It’s probable that more orders of this dish have been served in New Orleans white-tablecloth restaurants than any other seafood entree. This version–the classic, enjoyed not just here but in French-tinged restaurants around the world–is a variation of classic fish meuniere. That’s seasoned and floured, sautéed in butter, and then topped with the browned butter from the pan. The slivered almonds go into the hot pan when the fish comes out, and cooked until they brown a little.
Trout amandine was supplanted to some degree by trout with pecans in the 1980s. (It made sense: pecans grow all around New Orleans, but almonds don’t.) But it’s still a very popular dish, especially in the more traditional restaurants like Galatoire’s and Antoine’s. And a very good one. Not just with trout, but any soft, white fish: pompano, flounder, sheepshead, drum, redfish, true sea bass (not Chilean), and sole.
- 1 cup flour
- 1 tsp. salt-free Creole seasoning
- 1 tsp. salt
- 4 fillets speckled trout, about 6 oz. each
- 1 1/2 sticks butter
- 2 Tbs. lemon juice, strained
- 1 Tbs. Worcestershire sauce
- 1 tsp. red wine vinegar
- 1 cup slivered almonds
- Lemon wedges and fresh parsley or snipped green onions for garnish.
Preheat the oven with a shallow pan in it to 250 degeees.
1. With a fork, stir the Creole seasoning and salt into the flour. Rinse the fish fillets, pat then with a paper towel (but don’t dry completely). Dredge through the seasoned flour. Shake off the excess flour.
2. 6 Tbs. (3/4 of a stick) of the the butter in a large skillet over medium-high heat.

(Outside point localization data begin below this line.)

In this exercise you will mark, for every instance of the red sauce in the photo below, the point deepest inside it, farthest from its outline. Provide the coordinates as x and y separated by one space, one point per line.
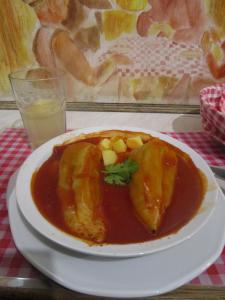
123 225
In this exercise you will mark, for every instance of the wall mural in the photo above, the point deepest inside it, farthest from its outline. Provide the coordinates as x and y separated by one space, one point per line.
135 51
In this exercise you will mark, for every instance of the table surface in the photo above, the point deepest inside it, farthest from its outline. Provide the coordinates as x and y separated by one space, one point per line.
76 119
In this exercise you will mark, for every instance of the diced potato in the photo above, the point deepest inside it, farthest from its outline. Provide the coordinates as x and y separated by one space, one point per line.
105 144
109 157
134 142
119 146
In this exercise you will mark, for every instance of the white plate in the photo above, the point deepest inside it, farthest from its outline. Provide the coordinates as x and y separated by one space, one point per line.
34 217
115 277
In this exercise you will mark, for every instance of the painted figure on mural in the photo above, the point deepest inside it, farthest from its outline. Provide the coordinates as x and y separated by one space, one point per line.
55 41
154 51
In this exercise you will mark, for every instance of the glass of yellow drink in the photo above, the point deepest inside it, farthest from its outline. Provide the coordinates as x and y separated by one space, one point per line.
40 98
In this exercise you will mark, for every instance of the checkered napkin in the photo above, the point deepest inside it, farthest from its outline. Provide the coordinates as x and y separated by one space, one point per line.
13 151
213 111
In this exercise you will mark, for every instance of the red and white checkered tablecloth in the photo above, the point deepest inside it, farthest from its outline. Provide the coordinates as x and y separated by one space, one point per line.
13 151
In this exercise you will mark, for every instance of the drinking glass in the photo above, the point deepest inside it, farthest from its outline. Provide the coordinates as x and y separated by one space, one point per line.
40 98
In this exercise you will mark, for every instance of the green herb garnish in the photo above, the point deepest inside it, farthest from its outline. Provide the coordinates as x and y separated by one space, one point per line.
120 174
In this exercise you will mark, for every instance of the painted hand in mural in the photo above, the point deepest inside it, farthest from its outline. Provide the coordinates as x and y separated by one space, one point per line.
186 19
54 43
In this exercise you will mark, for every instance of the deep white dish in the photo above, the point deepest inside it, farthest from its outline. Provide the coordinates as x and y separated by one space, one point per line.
34 217
142 276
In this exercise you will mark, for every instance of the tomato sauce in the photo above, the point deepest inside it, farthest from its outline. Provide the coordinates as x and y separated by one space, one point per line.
123 225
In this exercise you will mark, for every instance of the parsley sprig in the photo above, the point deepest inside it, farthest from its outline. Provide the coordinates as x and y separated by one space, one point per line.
120 174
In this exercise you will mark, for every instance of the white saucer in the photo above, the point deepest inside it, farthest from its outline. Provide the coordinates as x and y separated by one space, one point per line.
125 277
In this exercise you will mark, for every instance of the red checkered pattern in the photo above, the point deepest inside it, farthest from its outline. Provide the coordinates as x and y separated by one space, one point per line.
13 151
213 111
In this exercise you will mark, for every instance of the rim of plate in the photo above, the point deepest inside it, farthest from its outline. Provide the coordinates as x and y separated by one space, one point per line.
37 220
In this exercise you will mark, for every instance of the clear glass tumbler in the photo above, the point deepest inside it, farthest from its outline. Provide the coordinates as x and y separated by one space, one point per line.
40 98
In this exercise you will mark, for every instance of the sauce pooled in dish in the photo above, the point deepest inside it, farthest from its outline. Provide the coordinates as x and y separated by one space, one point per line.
118 187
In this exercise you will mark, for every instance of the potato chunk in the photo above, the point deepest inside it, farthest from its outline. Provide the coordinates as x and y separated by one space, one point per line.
134 142
119 146
109 157
105 144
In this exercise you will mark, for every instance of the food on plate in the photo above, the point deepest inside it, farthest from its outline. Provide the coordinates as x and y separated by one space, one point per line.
151 191
79 191
118 187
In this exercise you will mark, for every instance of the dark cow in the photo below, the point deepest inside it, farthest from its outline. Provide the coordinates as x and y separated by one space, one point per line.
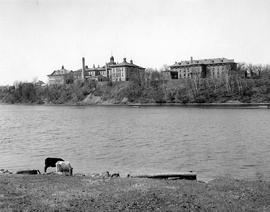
50 162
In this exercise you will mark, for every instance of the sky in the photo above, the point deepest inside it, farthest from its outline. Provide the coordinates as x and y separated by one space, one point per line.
39 36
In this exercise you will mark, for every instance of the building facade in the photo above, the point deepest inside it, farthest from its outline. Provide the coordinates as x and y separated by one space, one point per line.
125 71
110 71
60 77
207 68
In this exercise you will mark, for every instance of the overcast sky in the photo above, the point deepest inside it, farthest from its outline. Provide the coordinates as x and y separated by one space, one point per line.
38 36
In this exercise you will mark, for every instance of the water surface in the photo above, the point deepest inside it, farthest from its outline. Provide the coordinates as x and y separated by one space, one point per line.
211 142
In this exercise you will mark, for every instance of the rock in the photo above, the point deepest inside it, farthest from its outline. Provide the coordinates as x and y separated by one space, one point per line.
31 172
124 100
5 171
105 174
115 175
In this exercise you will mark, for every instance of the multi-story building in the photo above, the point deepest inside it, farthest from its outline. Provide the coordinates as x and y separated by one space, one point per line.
125 71
60 77
110 71
207 68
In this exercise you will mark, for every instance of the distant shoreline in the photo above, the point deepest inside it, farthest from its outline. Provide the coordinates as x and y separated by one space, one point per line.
188 105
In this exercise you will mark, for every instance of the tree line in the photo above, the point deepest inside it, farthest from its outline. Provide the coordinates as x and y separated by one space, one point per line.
250 85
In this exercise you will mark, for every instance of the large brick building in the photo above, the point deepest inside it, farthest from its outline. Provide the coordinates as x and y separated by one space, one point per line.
110 71
125 71
207 68
60 77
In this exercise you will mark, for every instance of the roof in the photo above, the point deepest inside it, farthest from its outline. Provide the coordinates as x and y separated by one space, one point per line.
126 64
203 62
90 69
60 72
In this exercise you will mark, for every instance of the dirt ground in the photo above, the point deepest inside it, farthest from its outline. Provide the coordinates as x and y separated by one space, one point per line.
78 193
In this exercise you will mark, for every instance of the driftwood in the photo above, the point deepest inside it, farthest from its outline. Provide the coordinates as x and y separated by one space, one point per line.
170 176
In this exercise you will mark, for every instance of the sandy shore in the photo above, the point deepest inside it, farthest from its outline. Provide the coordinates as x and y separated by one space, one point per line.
79 193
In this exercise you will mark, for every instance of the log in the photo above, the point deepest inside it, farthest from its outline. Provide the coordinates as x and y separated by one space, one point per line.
178 175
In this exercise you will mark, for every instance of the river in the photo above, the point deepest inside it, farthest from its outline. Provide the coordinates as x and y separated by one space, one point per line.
210 141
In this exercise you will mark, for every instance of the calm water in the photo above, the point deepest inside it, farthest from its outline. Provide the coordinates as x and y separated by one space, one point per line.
212 142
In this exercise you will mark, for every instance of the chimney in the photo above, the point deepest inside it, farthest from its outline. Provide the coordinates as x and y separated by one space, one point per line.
83 68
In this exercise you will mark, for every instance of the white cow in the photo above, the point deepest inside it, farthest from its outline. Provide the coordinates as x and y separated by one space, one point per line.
63 167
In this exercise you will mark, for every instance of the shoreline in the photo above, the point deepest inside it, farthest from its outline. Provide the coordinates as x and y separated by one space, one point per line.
262 105
82 193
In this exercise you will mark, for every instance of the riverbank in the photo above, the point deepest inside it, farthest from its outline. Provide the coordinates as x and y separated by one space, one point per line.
262 105
80 193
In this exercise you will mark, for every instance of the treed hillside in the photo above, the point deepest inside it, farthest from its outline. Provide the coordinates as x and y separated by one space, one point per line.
152 88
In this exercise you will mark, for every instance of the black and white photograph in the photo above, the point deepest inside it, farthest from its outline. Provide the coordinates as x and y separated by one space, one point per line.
134 105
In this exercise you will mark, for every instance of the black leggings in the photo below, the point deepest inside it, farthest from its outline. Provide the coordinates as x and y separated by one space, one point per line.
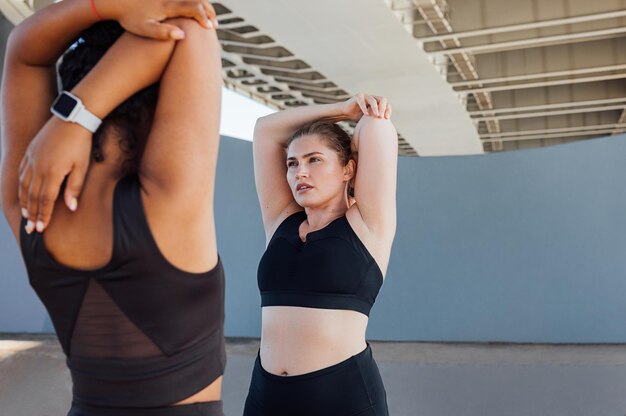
352 387
196 409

When it begins to bubble, saute the fish fillets about three minutes on each side, or until golden brown. Move the fish to a pan in the oven at 250 degrees to stay warm while finishing the sauce.
3. Add the remaining butter to the pan, along with the lemon juice, Worcestershire, and vinegar. Whisk the pan ingredients to blend, and bring to bubbling again.
4. Add the almonds and lower the heat a little. Cook until the almonds just begin to turn a little brown at the edges. Spoon the sauce and the almonds over each trout fillet. Garnish with lemon wedges, parsley, and/or snipped green onion.